When he isn't touring, his life is pretty anonymous.

"I can walk into a bookstore and hand over my credit card and they don't know who the hell I am," Doctorow says with a shrug. "Maybe that says something about bookstore clerks."

He chose writing as a career at the age of about 9, he says, and aside from a two-year stint in the Army and work as a reservations clerk at La Guardia Airport, he's made words a full-time career. Among Doctorow's earliest jobs was reading books for Columbia Pictures, which hired him to unearth novels worth turning into films.

For three years at a book-a-day pace, Doctorow flagged a handful of novels for his bosses, but only one ever led to a deal: a Western called "They Came to Cordura," ultimately turned into the 1959 movie starring an aging Gary Cooper.

"It was one of the worst movies you've ever seen," Doctorow groans. "It was just an embarrassment. And that was the result of my three years of work."

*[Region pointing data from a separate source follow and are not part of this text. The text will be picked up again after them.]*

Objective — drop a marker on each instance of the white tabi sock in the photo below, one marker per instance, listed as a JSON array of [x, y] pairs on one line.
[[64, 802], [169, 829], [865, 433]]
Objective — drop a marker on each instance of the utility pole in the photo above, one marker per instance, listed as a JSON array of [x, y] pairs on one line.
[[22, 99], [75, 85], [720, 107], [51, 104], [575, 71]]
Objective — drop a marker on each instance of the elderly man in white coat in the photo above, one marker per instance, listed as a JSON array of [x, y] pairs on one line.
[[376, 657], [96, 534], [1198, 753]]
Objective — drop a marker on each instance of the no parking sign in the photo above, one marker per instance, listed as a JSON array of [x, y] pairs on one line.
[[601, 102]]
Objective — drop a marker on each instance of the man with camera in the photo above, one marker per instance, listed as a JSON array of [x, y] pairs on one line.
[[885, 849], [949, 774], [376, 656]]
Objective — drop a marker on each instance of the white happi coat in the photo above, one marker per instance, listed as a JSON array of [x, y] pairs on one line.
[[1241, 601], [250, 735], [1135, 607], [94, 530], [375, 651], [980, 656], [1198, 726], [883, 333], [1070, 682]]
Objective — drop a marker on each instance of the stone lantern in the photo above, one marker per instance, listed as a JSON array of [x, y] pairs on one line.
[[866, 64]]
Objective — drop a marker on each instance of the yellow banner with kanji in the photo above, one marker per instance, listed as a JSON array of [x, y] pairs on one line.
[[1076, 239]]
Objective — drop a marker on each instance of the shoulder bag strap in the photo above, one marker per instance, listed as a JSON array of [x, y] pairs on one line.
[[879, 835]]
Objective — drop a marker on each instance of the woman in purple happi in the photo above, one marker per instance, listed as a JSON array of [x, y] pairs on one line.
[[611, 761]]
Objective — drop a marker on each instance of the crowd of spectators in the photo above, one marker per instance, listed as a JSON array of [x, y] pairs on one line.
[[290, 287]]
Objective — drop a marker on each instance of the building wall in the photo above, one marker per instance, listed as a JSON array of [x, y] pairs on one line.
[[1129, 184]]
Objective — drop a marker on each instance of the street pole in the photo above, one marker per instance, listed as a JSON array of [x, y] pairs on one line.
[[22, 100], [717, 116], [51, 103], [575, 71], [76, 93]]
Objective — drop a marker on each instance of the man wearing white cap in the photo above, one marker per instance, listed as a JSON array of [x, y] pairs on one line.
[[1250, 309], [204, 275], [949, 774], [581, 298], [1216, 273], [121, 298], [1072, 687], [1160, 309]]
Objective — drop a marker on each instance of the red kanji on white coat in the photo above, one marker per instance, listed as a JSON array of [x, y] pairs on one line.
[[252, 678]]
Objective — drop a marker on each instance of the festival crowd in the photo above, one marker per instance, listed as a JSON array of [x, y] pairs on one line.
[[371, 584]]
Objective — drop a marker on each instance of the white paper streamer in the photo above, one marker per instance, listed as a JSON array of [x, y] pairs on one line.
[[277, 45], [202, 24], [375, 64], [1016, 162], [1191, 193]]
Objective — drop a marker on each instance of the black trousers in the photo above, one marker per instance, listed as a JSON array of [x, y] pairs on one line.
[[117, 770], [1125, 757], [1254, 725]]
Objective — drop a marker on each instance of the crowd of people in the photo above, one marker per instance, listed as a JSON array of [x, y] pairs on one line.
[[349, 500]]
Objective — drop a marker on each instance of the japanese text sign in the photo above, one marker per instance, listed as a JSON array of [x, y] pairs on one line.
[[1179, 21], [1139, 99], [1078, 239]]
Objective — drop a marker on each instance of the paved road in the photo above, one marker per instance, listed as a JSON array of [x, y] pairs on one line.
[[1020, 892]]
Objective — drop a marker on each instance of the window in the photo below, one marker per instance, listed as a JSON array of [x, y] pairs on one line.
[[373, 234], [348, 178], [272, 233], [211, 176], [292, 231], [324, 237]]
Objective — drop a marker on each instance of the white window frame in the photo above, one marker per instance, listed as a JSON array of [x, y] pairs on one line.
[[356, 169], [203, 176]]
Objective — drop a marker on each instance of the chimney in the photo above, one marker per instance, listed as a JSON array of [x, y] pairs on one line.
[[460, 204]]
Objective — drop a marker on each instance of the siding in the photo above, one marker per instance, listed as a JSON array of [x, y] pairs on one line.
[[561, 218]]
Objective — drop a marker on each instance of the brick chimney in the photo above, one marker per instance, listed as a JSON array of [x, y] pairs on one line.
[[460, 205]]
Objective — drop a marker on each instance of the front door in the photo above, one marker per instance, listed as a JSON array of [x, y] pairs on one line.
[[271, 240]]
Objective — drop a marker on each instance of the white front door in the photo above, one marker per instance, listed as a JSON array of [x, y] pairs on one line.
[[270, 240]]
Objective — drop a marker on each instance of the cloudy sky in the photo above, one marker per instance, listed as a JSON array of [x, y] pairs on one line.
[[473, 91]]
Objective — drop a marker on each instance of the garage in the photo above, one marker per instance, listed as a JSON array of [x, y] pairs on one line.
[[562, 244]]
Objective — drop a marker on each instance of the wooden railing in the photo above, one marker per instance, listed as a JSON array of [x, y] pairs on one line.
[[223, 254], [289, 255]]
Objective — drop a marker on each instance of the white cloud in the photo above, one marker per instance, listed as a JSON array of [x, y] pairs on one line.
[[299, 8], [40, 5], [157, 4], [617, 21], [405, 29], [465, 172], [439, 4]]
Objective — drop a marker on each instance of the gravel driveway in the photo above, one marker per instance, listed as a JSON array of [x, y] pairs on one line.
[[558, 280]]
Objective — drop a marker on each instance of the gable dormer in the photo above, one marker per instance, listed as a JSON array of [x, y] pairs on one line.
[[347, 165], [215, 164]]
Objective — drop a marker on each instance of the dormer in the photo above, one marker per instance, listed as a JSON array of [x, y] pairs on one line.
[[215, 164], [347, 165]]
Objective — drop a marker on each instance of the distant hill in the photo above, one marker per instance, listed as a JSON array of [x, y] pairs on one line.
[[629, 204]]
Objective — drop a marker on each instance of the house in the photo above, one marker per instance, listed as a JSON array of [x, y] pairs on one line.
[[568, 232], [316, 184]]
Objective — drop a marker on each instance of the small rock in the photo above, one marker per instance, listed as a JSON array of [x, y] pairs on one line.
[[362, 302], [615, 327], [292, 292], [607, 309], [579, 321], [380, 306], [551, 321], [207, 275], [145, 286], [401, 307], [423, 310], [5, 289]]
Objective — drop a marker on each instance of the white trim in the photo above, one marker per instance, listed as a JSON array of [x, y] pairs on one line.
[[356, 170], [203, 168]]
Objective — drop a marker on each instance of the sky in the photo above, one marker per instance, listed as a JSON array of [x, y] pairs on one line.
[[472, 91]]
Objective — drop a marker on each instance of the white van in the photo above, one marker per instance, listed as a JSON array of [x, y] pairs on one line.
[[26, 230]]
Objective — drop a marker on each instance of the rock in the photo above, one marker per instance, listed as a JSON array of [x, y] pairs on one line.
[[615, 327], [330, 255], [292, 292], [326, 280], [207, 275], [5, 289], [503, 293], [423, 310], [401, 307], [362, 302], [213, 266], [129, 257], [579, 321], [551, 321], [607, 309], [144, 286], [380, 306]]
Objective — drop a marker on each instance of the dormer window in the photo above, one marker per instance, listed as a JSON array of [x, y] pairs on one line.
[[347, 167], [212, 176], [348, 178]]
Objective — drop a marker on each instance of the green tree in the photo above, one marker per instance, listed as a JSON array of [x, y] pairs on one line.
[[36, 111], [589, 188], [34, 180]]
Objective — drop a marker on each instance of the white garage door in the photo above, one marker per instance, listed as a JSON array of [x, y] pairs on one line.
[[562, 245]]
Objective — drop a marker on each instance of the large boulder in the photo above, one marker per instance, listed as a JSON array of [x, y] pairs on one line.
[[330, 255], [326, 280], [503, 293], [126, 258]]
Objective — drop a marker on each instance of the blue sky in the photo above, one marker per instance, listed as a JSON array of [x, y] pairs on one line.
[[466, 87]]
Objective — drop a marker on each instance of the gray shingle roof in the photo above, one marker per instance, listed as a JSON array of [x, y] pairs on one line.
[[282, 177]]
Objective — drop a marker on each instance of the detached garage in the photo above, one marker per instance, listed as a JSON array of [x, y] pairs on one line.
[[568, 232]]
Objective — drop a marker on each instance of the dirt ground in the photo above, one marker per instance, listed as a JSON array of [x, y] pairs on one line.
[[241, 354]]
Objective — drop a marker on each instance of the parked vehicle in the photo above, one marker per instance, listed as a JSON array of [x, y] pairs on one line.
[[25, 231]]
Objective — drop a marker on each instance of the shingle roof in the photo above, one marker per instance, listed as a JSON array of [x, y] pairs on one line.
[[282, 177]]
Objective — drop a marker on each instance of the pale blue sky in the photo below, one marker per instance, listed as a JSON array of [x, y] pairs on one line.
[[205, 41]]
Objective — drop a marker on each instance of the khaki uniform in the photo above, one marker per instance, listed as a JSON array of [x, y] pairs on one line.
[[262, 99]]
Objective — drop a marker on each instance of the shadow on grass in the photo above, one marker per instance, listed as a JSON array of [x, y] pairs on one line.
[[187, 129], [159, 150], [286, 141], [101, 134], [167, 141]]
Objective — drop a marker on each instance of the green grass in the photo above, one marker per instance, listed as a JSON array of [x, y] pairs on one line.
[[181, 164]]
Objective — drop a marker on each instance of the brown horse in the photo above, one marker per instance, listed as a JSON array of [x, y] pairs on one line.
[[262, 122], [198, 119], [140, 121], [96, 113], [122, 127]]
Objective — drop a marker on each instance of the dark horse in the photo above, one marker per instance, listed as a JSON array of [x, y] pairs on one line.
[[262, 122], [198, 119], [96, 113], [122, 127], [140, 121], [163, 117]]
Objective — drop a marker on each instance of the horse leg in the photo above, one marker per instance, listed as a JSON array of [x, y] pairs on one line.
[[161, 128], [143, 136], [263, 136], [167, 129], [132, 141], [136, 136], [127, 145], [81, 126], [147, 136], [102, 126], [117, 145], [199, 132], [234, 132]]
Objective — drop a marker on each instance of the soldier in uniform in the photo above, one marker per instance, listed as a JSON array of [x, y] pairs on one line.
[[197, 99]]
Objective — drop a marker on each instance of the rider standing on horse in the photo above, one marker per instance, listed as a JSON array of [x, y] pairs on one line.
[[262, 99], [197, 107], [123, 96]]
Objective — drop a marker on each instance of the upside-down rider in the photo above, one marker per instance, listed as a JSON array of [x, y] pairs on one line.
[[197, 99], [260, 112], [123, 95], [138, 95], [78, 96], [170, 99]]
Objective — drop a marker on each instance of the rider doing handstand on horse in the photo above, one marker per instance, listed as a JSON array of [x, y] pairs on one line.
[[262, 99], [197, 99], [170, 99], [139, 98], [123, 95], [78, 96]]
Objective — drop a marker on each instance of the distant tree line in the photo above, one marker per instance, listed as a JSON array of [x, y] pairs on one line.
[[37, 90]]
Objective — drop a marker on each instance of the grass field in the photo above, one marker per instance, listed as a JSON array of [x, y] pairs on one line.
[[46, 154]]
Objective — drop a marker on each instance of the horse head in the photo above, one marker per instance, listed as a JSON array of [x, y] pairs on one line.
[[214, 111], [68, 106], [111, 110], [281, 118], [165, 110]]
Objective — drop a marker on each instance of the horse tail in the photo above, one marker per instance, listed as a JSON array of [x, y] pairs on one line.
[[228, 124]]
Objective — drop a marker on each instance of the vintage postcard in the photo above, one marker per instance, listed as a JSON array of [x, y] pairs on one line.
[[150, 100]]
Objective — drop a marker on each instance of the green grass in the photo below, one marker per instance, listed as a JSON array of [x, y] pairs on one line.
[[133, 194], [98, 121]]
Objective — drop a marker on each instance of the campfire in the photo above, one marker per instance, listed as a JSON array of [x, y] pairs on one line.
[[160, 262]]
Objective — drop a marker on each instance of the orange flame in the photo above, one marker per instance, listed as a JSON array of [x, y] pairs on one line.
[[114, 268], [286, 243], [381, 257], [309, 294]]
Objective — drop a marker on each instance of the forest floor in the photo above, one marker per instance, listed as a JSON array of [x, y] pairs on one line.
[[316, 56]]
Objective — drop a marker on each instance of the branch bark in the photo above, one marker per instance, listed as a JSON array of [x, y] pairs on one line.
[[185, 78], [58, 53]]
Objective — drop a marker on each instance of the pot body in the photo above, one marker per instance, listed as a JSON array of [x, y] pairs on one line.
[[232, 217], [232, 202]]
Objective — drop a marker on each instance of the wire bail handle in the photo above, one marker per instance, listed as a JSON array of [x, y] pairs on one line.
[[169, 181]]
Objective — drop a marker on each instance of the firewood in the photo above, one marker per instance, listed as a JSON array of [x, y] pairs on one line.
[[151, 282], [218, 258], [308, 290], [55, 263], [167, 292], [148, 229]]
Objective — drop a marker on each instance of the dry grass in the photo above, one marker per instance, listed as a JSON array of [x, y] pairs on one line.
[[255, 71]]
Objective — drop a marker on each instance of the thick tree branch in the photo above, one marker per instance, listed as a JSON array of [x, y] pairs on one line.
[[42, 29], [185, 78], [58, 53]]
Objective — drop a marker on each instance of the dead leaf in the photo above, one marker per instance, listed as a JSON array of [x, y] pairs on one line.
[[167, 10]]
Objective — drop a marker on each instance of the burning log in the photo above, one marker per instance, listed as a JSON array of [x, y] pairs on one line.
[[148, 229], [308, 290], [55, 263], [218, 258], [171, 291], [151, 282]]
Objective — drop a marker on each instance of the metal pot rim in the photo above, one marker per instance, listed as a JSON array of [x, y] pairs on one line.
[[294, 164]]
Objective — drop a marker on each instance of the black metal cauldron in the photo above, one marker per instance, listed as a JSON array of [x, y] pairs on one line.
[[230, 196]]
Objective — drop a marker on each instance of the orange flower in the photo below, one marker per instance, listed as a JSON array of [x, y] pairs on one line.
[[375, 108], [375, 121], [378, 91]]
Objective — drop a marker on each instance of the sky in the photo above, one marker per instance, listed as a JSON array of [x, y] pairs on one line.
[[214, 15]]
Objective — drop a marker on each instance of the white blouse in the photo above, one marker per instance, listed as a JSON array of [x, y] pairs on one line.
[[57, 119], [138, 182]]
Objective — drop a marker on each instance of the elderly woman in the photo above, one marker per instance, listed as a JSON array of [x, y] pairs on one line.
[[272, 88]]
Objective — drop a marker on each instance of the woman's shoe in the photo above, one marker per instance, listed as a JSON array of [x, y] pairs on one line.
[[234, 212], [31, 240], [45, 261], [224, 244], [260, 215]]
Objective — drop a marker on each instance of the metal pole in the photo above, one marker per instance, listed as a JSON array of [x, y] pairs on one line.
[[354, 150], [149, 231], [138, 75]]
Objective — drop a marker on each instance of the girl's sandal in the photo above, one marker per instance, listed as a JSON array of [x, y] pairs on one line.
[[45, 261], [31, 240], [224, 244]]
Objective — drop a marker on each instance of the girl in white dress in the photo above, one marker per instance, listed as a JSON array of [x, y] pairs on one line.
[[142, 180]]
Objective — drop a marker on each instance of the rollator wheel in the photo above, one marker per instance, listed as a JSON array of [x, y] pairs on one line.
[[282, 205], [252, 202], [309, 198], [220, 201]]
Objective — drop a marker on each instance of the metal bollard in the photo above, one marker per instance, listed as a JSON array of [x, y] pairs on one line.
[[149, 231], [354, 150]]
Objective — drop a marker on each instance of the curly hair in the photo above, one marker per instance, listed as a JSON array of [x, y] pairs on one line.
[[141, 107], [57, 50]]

During those script-scouting days, Doctorow realized he could make up stuff just as well as any of the authors he was paid to read. So he wrote "Welcome to Hard Times," a Western about a stranger who terrorizes a small town, later turned into a movie starring Henry Fonda. It was the first of several unhappy experiences with Hollywood. Aside from "The Book of Daniel," Doctorow sounds disappointed with the celluloid renderings of his work, including "Billy Bathgate," which starred Dustin Hoffman and Nicole Kidman, and "Ragtime."

"People have always said my work is cinematic, except the directors I've worked with," Doctorow sighs. "They tell me how difficult it is to translate because so much of my books are interior. So much of the action is in the mind, in the moral realm."

Doctorow started "The Book of Daniel" while toiling as an editor at Dial Press, which he left in 1968 for a teaching job at the University of California at Irvine, where he could spend mornings at his typewriter. He felt like he'd arrived.

His actual arrival date, however, was 1975, when a fictional account of America in the years leading up to World War I was published to raves, eventually selling more than 4.5 million copies. Some critics were troubled by the way "Ragtime" monkeyed with the past -- it imagines a meeting, for instance, between Freud and Jung at Coney Island, sharing a ride through the Tunnel of Love. But Doctorow isn't suggesting that this is the world as it was; this is the world as he's contrived it.

To his fans, these liberties have a larger point. "His big topic is challenging the official version of things," says John G. Parks, a professor at the University of Miami and author of "E.L. Doctorow -- Literature and Life." "Because it's usually the victors who tell the story and he feels that serious authors have a chance to challenge the official version of any story."

Put another way, he makes stuff up to get to the truth. Or to get to his truth, anyway. Doctorow has written publicly and forcefully about his politics, which lean strongly to the left. The war in Iraq had already started by the time he'd begun "The March," though he declines to go into particulars about the links between his latest book and the current fighting overseas. He'll leave that work to readers. But there's no mistaking where he stands on the war, or where he stands on the president and the men and woman shaping the administration. In the middle of this discussion he brings up Karl Rove and the investigation into Rove's role in the Valerie Plame media-leak investigation.

"I'd like to see him get nailed," Doctorow says dryly. "Bad man."